When using verify –t to transfer files, don’t forget spec depot (no changes or lazy copies there) and unload depot (-U).
Depot dirs = Fortunately, we did not have hard-coded paths in the depot definition which would have made this harder.
260 char max path = now fixed with lfn configurable.
What about running from depot?
Won’t work for us because we have support files that need to be alongside trigger.
Also wouldn’t work during period when both Win and Linux servers are running side-by-side.
OS-specific references = Can’t have “C:\logs” (or similar) hard-coded in trigger scripts. Can’t (or at least shouldn’t) assume specific user context.
Perforce server on Win will work with Unix path separator (forward slash).

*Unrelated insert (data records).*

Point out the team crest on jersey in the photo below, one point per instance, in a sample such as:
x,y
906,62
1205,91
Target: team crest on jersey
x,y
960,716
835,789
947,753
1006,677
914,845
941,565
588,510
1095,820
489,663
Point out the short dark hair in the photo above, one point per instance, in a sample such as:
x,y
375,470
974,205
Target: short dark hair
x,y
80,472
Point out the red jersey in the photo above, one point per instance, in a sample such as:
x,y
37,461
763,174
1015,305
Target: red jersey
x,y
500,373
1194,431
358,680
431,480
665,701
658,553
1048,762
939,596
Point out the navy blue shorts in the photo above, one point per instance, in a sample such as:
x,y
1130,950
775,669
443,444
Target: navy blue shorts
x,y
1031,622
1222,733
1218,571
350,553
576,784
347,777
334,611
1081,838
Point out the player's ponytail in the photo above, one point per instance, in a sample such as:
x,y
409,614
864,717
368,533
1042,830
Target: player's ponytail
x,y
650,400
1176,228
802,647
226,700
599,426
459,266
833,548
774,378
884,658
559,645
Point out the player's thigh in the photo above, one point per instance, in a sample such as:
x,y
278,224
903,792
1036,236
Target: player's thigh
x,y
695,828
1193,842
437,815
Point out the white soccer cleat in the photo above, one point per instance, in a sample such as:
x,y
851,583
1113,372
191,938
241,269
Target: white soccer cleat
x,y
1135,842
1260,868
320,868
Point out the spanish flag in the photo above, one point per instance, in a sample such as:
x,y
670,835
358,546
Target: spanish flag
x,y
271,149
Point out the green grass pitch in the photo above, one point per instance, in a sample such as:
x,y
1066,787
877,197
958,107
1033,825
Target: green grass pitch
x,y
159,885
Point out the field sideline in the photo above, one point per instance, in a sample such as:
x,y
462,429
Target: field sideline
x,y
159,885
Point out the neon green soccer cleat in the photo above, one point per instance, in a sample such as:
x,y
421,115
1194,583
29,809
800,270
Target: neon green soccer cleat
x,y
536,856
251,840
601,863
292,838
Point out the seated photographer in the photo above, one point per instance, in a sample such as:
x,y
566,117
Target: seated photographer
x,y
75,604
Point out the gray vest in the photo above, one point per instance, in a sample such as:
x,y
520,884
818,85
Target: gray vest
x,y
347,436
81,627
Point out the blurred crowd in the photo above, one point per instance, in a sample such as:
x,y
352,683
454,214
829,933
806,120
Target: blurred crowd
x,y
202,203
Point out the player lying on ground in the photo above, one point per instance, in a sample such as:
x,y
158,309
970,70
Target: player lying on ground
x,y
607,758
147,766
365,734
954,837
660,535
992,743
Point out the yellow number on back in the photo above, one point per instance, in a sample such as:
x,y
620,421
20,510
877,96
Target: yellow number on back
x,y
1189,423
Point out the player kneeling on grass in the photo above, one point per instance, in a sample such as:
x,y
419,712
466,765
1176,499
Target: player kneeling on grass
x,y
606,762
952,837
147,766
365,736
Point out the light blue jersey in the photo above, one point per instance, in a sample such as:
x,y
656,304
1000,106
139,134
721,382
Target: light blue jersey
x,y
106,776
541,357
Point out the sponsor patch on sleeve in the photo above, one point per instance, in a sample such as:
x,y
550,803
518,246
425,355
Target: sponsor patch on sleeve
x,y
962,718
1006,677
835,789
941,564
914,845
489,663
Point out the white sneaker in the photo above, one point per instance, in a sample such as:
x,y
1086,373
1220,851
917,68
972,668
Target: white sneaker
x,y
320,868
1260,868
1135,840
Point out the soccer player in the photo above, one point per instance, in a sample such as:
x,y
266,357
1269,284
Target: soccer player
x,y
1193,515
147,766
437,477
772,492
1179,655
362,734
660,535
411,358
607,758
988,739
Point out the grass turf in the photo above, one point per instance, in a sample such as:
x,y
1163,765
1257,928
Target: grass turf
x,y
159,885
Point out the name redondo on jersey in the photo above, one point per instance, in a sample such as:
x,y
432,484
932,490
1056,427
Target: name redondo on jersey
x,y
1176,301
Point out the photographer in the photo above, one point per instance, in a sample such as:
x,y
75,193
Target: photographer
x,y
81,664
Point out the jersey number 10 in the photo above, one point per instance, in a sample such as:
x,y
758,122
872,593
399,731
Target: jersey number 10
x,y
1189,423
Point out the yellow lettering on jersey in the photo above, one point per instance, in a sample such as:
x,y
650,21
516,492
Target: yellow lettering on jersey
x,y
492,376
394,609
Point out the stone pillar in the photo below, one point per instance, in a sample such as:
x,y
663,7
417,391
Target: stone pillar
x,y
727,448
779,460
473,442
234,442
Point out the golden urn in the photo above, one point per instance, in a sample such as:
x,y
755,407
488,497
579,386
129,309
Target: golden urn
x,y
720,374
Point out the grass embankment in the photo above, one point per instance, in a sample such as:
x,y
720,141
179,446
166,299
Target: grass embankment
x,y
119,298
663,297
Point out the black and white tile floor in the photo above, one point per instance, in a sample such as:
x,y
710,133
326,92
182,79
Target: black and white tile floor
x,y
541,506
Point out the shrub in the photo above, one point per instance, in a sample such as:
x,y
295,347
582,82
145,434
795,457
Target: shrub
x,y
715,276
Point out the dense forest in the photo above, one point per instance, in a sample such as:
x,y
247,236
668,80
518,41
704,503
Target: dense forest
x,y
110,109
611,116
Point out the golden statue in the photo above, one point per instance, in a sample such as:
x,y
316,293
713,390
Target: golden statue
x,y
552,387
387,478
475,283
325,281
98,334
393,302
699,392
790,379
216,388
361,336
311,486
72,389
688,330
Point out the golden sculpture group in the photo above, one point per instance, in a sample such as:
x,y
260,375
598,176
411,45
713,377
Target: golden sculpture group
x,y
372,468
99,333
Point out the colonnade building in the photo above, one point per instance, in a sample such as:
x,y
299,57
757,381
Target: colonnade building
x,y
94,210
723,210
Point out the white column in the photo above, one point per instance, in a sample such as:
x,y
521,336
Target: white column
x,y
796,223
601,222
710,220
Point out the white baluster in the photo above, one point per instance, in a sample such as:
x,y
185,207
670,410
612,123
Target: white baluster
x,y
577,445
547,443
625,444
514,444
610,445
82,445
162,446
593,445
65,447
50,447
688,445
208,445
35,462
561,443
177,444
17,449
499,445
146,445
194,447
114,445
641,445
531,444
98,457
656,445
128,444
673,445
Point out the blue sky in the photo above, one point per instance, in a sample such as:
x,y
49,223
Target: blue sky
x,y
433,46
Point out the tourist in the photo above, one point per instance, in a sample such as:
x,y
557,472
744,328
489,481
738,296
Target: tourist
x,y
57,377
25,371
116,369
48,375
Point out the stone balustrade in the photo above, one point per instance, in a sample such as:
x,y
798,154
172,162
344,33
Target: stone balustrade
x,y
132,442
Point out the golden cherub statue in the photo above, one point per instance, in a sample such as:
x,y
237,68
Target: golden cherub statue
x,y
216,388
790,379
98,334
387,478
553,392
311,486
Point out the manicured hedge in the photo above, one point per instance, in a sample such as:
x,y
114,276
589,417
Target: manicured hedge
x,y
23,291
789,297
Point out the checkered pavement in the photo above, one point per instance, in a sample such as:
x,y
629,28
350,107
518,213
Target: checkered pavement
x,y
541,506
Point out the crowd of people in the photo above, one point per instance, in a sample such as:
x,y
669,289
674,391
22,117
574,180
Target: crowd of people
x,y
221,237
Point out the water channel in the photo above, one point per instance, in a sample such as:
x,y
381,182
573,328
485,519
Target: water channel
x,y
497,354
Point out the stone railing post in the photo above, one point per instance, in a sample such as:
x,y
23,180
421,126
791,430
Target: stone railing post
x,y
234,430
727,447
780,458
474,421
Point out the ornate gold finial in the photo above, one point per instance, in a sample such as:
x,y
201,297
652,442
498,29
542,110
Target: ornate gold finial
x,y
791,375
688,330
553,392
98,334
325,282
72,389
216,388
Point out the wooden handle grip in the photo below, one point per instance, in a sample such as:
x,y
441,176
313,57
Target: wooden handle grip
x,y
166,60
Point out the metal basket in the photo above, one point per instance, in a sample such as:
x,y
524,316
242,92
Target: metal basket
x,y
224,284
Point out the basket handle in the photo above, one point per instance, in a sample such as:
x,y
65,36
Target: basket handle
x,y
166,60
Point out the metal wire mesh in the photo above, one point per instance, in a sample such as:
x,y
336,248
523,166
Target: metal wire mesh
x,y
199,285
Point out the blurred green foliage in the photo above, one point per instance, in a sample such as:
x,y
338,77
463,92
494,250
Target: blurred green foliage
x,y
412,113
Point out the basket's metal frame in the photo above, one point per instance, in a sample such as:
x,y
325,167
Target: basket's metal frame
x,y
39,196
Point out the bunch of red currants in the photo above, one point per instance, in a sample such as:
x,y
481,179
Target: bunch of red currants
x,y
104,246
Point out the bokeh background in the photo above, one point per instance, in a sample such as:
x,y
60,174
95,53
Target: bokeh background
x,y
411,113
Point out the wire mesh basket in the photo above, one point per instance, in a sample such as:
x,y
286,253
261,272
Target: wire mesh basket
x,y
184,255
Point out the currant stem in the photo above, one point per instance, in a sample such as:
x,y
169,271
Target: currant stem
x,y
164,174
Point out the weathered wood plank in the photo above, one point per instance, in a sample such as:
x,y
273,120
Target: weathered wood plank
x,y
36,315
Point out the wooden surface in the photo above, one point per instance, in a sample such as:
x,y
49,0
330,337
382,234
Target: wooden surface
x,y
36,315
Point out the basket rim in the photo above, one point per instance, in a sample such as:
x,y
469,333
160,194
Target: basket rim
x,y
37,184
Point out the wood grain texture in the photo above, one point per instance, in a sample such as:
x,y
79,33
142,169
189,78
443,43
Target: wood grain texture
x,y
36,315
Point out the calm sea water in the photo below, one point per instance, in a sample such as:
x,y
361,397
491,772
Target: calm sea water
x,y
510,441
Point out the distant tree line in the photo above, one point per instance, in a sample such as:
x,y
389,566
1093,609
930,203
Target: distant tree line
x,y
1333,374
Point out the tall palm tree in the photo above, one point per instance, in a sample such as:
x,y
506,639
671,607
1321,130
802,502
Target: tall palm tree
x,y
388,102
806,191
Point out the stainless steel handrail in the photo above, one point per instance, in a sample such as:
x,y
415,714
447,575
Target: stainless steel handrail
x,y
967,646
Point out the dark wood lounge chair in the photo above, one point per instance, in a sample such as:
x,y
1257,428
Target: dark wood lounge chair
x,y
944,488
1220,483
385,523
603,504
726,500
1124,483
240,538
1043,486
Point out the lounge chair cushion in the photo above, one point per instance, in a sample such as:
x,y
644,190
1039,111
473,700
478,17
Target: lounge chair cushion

Linux doesn’t care about extensions, so as long as file has +x setting and #!/bin/env perl (or similar) line at start, you can call a Bash script with a .bat extension or a Perl script with a .exe extension.
Similar problems with Swarm trigger (VBS vs. sh) although that’s been replaced by a single Perl script now.
Not going to put up a bunch of spreadsheet numbers – not really an apples to apples comparison, since Linux servers are better spec’d hardware (and are using XFS) and as we were doing this transition the codebase was getting smaller (moving third-party items to Artifactory) – but the number of build agents was growing.
Time = Other projects/issues/interruptions, time to migrate users from fwd replicas to edge servers, moving around systems during process, adding another edge server, etc.
Effort = Old way with checkpoint surgery is a LOT of work. (One of Ed’s original tasks when he was hired 6 years ago was to do conversion to Linux, and it was just too much time.)
Support = Lots of questions during this process – systemd, issues with integrity logs, etc.
Side-effect of change: All Linux hosts are identical configuration in terms of hardware, drive layout, OS, scripts, etc., which makes it easier for a team to support. Win hosts were built up over several years, so they’re not in sync.